Jup, the Islanders HAVE TO know that there are 10 blue-eyed hippies.

 

[LikeLinus]

This is one stupid riddle.

All they have to do is look at their reflection in the ocean/river water on the island and see what color eyes they have.

Problem solved.

 

[Pundit]

People, look at some of the solutions we have posted and you'll realize that there is enough information. They don't need to know that there are 10 blues. Just try and work it out with 3 blues and 97 browns and work it out from there.

 

[Murphyrulez]

AAAAAAAAAAHHHHHH

I can't believe people are STILL saying that the riddle is unsolvable.

READ THE ANSWER. COMPREHEND THE ANSWER.

Follow the logic, it makes sense.

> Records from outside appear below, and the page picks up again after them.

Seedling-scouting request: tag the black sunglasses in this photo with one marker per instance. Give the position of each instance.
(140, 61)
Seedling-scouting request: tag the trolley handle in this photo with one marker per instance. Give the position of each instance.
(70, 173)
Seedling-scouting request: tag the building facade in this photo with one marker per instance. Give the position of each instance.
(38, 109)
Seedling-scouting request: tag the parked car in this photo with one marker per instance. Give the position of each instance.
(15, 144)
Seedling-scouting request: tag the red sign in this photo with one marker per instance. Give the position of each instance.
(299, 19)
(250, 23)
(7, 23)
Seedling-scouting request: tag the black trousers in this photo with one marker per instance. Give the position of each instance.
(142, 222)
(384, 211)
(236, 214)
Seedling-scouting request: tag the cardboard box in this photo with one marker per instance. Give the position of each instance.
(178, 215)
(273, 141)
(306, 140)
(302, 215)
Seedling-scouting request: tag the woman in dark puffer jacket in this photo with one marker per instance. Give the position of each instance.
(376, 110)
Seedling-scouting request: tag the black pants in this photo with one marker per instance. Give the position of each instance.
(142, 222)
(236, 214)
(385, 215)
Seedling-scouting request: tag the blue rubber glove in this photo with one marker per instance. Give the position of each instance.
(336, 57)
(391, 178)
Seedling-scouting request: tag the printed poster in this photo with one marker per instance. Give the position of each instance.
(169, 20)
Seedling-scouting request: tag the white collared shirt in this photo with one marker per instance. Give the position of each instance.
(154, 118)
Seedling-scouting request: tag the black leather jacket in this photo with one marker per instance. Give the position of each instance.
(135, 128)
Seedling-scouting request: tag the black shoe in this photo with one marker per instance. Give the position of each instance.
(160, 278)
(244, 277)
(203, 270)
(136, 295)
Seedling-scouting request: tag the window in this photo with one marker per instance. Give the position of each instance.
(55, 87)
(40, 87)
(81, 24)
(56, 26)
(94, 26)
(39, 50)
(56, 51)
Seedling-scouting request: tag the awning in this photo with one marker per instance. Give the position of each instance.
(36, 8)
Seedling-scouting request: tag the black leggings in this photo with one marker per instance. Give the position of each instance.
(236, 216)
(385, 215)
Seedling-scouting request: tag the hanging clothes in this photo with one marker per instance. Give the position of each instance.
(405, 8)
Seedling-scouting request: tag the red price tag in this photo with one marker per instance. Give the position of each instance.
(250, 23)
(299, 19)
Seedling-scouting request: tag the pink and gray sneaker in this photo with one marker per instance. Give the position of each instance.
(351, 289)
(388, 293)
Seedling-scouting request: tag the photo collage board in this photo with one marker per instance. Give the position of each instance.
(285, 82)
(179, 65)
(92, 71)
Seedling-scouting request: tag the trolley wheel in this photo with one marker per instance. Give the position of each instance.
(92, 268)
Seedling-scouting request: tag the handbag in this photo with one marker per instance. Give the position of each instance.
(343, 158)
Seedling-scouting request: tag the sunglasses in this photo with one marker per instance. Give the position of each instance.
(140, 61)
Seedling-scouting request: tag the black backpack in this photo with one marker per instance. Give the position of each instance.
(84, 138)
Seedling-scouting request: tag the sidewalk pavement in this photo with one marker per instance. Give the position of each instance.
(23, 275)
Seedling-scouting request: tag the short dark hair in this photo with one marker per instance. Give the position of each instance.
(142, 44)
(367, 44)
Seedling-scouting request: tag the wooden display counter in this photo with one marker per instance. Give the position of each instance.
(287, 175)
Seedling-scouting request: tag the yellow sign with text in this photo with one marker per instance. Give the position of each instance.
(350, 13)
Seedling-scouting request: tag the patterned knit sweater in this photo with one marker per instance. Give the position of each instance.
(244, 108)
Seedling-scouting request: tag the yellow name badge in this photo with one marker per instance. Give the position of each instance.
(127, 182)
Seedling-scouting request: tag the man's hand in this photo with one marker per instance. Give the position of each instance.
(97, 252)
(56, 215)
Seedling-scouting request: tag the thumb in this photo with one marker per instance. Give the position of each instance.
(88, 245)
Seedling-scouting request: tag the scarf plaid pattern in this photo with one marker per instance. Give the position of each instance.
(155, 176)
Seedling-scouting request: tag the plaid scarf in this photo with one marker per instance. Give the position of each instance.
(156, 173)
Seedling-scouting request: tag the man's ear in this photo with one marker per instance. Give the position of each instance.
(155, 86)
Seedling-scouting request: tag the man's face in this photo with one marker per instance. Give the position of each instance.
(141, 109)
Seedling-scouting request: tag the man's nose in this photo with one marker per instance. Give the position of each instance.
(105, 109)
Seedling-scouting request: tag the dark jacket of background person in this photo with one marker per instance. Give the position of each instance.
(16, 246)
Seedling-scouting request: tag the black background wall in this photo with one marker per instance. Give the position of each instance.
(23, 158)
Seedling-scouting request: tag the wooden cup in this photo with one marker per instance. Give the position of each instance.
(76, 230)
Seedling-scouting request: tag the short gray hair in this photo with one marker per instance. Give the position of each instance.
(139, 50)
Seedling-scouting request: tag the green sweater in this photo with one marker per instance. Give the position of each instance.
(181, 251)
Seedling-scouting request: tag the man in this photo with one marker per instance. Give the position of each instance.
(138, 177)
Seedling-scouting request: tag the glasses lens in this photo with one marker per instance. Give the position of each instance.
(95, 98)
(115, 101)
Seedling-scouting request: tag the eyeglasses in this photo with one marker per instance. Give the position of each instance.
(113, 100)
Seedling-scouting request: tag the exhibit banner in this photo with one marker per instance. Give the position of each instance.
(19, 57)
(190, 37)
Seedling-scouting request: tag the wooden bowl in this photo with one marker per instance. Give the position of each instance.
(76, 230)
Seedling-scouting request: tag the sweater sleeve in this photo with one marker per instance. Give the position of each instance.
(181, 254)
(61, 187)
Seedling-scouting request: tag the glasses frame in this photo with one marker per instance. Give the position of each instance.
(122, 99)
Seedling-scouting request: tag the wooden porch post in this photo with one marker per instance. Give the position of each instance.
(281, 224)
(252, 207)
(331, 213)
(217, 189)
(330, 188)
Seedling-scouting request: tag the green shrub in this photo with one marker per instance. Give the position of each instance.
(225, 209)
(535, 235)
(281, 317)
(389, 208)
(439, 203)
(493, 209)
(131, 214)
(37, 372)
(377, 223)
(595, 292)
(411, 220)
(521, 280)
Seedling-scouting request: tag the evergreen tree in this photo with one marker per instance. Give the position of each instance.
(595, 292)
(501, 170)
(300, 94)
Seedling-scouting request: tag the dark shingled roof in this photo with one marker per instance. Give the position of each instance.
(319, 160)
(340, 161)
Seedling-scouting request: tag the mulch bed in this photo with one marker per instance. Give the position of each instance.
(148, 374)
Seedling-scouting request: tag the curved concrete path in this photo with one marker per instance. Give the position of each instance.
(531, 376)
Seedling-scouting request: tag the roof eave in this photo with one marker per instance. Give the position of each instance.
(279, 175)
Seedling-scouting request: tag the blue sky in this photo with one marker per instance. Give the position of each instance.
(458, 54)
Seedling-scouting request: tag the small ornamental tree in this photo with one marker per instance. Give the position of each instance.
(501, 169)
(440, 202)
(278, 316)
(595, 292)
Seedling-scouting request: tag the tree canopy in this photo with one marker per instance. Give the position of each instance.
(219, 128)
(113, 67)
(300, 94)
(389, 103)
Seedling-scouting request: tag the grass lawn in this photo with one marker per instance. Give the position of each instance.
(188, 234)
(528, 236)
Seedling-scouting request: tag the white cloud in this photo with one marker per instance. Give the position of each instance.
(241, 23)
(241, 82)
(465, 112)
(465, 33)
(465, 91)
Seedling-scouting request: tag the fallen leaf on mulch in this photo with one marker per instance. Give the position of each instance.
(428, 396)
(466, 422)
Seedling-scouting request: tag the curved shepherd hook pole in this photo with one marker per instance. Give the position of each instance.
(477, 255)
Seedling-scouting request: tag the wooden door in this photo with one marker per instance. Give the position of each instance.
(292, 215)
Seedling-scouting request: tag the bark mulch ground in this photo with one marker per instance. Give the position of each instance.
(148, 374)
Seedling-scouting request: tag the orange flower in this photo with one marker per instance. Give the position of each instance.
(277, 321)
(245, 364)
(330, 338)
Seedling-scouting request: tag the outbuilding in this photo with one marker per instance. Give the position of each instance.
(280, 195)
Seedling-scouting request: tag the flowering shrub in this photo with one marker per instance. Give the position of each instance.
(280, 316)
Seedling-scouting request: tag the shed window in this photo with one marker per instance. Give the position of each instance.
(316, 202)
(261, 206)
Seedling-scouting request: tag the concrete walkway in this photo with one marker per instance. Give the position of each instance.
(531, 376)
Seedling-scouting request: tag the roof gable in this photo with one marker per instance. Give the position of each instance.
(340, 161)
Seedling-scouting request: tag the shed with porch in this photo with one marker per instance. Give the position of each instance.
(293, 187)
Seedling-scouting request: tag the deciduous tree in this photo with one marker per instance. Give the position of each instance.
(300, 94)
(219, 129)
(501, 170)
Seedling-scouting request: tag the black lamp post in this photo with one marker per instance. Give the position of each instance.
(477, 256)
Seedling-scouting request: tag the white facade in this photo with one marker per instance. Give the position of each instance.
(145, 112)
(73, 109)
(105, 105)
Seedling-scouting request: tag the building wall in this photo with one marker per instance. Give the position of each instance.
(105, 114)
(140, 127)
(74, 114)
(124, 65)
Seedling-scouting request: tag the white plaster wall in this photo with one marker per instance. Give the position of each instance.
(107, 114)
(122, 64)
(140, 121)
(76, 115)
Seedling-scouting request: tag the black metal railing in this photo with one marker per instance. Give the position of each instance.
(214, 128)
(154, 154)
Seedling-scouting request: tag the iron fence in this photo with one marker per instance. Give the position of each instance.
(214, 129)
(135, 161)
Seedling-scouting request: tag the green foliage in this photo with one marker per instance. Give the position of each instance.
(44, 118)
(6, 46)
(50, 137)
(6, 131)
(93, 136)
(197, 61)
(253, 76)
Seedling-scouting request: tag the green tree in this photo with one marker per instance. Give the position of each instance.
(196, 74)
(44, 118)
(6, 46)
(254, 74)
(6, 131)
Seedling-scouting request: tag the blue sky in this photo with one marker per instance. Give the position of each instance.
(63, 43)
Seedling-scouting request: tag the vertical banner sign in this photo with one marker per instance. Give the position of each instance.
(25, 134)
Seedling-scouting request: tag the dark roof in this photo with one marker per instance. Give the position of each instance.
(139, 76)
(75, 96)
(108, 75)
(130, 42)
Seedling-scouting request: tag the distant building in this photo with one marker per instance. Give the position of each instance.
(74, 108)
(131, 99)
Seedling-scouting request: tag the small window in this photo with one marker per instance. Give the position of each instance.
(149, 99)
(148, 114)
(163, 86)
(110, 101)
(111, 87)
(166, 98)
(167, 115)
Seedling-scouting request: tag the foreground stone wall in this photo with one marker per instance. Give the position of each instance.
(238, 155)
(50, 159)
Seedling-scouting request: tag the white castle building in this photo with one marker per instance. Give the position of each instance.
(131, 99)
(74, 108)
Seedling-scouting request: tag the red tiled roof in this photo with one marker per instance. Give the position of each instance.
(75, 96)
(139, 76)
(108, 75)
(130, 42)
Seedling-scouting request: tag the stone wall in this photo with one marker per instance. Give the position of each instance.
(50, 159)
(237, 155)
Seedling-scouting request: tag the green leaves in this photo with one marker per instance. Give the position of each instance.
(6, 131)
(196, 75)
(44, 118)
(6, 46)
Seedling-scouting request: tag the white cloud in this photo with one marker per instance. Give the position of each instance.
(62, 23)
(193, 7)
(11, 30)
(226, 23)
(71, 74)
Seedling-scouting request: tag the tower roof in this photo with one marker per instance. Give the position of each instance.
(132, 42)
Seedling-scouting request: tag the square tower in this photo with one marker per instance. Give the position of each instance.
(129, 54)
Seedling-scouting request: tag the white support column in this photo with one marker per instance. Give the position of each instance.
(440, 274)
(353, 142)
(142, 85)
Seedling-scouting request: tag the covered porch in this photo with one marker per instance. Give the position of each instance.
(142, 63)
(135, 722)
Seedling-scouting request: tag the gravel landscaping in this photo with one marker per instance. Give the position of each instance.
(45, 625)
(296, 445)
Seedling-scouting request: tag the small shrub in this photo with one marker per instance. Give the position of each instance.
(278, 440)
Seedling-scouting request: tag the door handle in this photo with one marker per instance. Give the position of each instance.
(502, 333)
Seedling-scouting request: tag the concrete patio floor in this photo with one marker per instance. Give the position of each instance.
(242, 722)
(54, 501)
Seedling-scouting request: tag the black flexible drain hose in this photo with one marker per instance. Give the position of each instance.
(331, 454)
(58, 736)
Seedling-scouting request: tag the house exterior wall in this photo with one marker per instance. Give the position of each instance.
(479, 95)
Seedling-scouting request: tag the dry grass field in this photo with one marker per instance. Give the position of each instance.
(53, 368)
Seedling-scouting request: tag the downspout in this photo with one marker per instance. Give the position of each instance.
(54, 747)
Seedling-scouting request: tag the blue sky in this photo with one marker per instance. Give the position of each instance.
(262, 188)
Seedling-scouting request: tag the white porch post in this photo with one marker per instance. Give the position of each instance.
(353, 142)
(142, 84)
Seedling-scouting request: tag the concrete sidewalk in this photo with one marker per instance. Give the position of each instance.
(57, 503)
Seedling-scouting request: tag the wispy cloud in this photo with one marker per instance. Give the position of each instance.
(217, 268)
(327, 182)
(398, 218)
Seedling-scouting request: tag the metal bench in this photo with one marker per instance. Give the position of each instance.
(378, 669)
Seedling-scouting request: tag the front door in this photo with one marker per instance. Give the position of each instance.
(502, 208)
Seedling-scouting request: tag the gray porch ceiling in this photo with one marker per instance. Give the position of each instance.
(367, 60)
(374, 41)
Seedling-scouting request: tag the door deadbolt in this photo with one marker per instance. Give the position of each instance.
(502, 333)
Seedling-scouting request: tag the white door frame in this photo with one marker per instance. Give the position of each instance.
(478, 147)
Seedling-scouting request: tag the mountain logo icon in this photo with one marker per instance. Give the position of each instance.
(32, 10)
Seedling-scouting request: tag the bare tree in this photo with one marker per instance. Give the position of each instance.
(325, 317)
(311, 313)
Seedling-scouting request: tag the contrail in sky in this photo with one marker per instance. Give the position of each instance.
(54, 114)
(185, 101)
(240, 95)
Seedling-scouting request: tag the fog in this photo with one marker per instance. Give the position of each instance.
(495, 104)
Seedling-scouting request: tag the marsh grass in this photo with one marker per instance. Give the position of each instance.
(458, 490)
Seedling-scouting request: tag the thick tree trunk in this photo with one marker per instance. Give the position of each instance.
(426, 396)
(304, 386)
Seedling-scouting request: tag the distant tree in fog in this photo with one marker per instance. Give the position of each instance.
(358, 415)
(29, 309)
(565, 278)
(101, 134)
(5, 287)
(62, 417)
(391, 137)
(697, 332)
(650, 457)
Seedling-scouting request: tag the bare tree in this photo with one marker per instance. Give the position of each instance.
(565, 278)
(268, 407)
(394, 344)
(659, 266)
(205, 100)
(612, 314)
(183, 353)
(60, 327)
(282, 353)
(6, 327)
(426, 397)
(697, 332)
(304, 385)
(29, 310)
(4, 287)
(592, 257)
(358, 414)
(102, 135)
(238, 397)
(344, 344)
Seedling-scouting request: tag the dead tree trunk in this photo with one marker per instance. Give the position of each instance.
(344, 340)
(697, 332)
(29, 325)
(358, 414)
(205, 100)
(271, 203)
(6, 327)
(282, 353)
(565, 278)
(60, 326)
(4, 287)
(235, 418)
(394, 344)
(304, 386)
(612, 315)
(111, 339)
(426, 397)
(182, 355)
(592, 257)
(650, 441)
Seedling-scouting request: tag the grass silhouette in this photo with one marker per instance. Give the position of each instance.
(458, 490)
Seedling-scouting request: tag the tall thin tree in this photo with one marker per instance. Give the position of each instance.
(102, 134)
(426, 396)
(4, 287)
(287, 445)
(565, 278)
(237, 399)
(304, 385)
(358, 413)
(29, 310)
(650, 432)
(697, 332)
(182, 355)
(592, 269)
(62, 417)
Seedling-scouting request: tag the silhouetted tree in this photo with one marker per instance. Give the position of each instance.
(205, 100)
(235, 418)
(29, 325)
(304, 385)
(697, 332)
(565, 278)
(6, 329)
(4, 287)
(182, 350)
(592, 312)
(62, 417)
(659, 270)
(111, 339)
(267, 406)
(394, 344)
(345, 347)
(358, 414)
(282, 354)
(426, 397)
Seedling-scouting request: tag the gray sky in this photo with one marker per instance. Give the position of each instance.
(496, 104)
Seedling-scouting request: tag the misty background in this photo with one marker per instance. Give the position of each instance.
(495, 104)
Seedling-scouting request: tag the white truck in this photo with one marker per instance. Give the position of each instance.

There are 10 people going to die. Until the 10th night they all think the other 9 are the only blues.

A Brown might think he is blue up until the 11th night when all the blues kill themselves! They all kill themselves because they can see 90 browns! The browns know that the blues can see how many browns there are! They can count! It's pretty simple!!! Every blue says, "hey there are 9 blues, and either 91 browns or I'm a blue. Therefore, when the 11th day rolls around and the other 9 are still kickin, I must be blue! AHHHH SUICIDE!!!". Every brown says, "Hey there are 10 blues, and either 90 browns, or I'm a blue. therefore when the 11th day rolls around and the 10 blues kill themselves, I must be brown!!! YEAAAHH!!!"


get it?